La proposta è contenuta in ddl e in un emendamento a un provvedimento di disciplina della diffamazione a mezzo stampa ed è attualmente all’esame della commissione giustizia della Camera. Le relazioni esplicative sono il frutto delle indicazioni dei cronisti. Il segreto professionale dei giornalisti è riconosciuto dall’art. 2 della legge 69 del 1963 sull’Ordine e tutelato dalla raccomandazione n. 7 dell’8 marzo del 2000 emessa dal comitato dei ministri del Consiglio d’Europa. Il suo valore le sua forza sono dimezzati, se non addirittura, cancellati dall’art. 200 del Codice di procedura penale, nato con la riforma dello stesso Codice in aperta contraddizione con la legge, la giurisprudenza e le sentenze della Cassazione e della Corte costituzionale.

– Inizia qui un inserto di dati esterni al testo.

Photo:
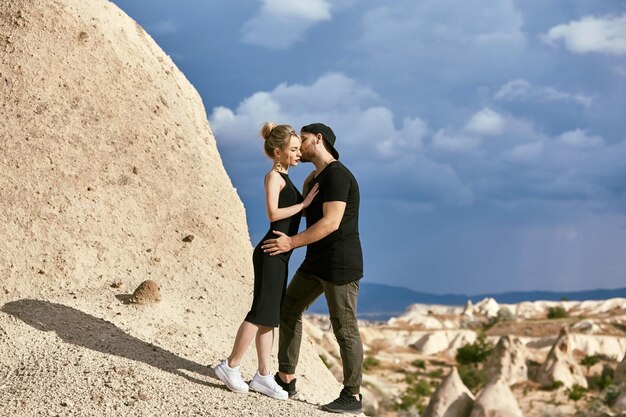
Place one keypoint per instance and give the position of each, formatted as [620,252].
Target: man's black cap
[327,134]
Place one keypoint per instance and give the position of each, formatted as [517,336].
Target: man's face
[307,148]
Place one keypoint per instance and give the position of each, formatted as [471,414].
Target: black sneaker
[289,387]
[346,403]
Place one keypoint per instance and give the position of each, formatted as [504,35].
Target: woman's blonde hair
[276,137]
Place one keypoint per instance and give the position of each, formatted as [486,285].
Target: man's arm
[332,214]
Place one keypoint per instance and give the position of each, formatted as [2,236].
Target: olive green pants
[341,299]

Peraltro, l’art. 200 del Cpp lo prevede ambiguamente nella forma, ma in pratica non lo rispetta, consegnandolo alla discrezione, e nei fatti all’arbitrio, del magistrato. Non da oggi gli effetti sono dirompenti per l’autonomia e la professionalità del giornalista. Viene penalizzato il diritto-dovere di cronaca e criminalizzato il cronista per obbligarlo a rivelare le fonti d’informazione (gli addebiti di reati vanno dalla “violazione del segreto istruttorio in concorso con pubblico ufficiale” alla “pubblicazione arbitraria di un atto relativo a procedimento penale”, come nei recenti casi delle croniste del Corriere della Sera e di Repubblica che hanno suscitato scalpore e una serie di interrogazioni parlamentari, perché bacchettate su atti di dominio pubblico.

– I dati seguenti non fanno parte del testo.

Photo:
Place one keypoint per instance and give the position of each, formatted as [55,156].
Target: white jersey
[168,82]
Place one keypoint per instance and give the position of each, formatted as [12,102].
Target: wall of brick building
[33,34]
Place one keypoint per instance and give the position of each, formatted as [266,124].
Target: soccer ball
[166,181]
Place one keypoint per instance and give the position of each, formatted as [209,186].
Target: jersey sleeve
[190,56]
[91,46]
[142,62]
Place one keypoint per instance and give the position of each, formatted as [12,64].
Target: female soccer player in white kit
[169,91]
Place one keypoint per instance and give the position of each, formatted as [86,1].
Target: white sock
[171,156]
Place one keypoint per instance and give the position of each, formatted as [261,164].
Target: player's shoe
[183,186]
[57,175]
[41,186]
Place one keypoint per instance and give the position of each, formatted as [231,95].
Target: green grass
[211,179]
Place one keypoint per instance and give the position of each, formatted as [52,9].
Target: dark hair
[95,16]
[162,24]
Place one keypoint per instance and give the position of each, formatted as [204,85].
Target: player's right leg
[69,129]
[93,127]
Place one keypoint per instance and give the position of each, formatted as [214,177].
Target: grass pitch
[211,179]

Per riscattare il segreto professionale dei giornalisti e per restituire peso e valore a un essenziale requisito informativo ricreando parità di condizioni e di opportunità con le altre categorie professionali alle quali è garantito senza riserve mentali e giuridiche, diventa necessario un intervento risanatore con una misura che riveda, emendi e ridimensioni le caratteristiche e le garanzie del comma 3 dell’art. 200 del Cpp. Il nuovo 3 comma potrebbe così recitare ” le disposizioni previste dai commi 1 e 2 si applicano ai giornalisti professionisti, praticanti e pubblicisti iscritti nell’albo professionale, relativamente ai nomi delle persone delle quali i medesimi hanno avuto notizie di carattere fiduciario nell’esercizio della loro professione”. Il resto del terzo comma, che affidava la validità del segreto professionale alla discrezione dei magistrati, è totalmente cancellato.
Una soluzione che sembra un po’ come quella dell’uovo di Colombo, eppure, se attuata, sgombererebbe il campo da pregiudizi e pretesti nei confronti della dignità del diritto-dovere di cronaca e consiglierebbe la magistratura a percorrere i propri territori nella caccia alle gole profonde.